The 1956 Final was the 69th final of the All-Ireland Senior Hurling Championship and the culmination of the 1956 All-Ireland Senior Hurling Championship, an inter-county hurling tournament for the top teams in Ireland. The match was held at Croke Park, Dublin, on 23 September 1956, between Cork and Wexford. The Munster champions lost to their Leinster opponents on a score line of 2-14 to 2-8.

With 83,096 spectators present, this game has the second highest attendance of any hurling final since 1887. The final was delayed for a number of weeks because of an outbreak of polio in Cork.

==All-Ireland final==

===Overview===
The All-Ireland senior hurling finale between Cork and Wexford took place in 1956 on Sunday September 23. The game was postponed by three weeks due an outbreak of Polio across Munster. Cork was appearing in their fourth championship decider in five years, having won the previous three finals. Wexford last appeared in the championship decider in 1955, when they defeated Galway to capture their second All-Ireland title ever.
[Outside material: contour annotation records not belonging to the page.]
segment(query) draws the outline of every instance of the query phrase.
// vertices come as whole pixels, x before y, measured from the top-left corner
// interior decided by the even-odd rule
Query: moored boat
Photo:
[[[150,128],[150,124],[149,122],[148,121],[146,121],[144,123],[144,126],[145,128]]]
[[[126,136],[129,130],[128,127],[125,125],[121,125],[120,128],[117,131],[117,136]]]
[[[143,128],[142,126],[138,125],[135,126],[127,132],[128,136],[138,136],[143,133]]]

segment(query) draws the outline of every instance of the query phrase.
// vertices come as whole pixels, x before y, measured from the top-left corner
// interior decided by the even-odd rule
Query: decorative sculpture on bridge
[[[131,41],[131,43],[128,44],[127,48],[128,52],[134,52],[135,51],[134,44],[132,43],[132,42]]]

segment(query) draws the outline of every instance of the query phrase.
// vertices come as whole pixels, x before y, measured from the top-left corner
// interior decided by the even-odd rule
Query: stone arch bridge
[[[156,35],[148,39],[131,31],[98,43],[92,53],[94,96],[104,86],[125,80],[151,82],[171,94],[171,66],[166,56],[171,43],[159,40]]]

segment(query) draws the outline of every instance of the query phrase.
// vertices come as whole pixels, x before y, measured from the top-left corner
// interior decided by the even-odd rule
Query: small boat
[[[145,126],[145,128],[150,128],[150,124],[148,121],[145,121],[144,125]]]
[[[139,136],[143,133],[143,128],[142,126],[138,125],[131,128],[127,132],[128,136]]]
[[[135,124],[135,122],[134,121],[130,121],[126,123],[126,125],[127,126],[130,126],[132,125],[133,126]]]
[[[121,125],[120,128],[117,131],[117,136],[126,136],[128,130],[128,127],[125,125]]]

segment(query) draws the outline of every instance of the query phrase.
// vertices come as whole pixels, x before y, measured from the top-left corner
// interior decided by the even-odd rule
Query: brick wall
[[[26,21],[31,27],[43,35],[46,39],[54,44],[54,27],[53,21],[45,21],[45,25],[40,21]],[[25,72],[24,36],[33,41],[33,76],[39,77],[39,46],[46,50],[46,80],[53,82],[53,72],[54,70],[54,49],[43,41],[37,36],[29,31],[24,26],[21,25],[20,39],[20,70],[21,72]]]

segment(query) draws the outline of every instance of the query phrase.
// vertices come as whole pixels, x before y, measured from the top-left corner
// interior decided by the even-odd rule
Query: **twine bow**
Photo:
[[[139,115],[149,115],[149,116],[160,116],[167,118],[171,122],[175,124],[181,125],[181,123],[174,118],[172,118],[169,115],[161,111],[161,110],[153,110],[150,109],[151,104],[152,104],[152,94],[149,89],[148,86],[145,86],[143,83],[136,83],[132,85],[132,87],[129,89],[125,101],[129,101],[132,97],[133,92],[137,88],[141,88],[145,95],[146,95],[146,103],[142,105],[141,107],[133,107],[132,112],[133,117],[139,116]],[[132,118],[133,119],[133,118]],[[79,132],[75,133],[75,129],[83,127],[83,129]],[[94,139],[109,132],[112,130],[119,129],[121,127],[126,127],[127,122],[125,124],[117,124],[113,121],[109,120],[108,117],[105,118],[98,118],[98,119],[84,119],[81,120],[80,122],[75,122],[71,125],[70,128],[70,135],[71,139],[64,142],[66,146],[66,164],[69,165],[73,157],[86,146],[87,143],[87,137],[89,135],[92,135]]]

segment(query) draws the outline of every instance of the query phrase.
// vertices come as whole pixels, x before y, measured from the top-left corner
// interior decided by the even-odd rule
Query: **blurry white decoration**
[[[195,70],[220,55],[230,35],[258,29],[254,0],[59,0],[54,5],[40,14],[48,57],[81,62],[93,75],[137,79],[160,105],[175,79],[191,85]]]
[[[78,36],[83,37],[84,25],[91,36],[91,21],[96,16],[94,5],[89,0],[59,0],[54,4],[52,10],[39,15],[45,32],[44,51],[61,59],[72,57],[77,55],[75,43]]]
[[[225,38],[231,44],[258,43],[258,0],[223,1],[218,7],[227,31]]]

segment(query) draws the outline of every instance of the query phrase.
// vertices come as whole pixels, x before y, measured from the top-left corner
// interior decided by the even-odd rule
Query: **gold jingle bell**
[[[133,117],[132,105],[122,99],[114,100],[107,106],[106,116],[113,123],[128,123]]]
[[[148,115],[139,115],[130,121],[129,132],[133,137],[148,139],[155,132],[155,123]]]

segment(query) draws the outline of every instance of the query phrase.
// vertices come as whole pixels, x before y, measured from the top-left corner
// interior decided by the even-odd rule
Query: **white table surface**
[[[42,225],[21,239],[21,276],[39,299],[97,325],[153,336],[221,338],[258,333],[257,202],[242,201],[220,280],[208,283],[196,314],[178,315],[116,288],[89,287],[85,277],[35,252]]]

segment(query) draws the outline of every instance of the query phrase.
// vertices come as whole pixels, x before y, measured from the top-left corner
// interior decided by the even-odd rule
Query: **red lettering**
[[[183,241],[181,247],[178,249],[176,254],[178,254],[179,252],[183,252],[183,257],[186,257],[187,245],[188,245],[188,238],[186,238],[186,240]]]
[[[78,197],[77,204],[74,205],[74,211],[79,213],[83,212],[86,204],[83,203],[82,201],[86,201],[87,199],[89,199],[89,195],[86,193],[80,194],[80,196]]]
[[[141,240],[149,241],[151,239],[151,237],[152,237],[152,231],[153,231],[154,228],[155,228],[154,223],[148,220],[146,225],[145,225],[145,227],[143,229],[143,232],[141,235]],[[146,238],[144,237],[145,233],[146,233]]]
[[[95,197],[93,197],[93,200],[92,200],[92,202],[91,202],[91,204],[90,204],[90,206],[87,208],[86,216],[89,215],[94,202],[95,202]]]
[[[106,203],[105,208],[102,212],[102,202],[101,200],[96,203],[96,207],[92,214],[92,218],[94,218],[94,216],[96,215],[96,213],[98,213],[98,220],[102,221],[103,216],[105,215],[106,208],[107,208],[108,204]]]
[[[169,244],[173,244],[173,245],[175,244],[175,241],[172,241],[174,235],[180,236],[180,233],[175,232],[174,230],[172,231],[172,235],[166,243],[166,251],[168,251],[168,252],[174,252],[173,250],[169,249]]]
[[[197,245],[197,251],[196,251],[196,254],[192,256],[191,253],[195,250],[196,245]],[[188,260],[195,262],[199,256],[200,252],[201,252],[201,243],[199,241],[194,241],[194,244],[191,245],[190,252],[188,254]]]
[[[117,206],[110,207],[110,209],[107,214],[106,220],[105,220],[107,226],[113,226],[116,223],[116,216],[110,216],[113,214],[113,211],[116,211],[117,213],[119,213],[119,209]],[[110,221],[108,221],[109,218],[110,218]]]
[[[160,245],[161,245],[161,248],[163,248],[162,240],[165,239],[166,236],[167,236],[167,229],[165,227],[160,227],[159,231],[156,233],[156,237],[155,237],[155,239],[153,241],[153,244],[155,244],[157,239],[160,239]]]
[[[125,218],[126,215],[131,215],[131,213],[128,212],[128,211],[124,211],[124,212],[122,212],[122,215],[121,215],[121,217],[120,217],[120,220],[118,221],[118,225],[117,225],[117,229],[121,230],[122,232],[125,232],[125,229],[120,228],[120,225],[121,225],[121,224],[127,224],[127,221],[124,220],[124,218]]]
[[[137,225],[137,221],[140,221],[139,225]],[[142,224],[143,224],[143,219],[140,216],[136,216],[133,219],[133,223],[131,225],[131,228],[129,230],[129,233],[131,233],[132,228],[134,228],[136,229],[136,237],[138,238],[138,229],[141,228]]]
Cork and Wexford last met in the All-Ireland final in 1954 with Cork taking the spoils on that occasion.

Once again, a huge crowd of 83,096 turned out in Croke Park to see another eagerly anticipated All-Ireland hurling finale between the two teams. While the attendance was marginally smaller than the sides last encounter, the interest was just as great. Christy Ring was going for his eighth All-Ireland winners medal while Wexford was seeking the ultimate endorsement of greatness; victory over Cork in an All-Ireland finale and second championship in a row.

===Match report===
At 3:15pm the sliothar was thrown-in and the game began in earnest. Cork got off to a bad start with a point by Tim Flood and a goal by Padge Kehoe giving Wexford a strong lead after just three minutes. Cork's fortunes failed to turn when Tony O'Shaughnessy was forced to retire early with a head injury while Vincy Twomey came on as the substitute. Three points by Christy Ring and one each by Mick Regan and Éamonn Goulding kept Cork within striking distance at the interval. Wexford could have been in real trouble in the first half, but for the quick thinking of Mick Morrissey who swept the sliothar away from the goal line denied Cork an almost certain goal. Tim Flood, Nicky Rackard, Martin Codd, and Tom Dixon chipped in with further points for Wexford to ensure a 1-6 to 0-5 lead at half-time.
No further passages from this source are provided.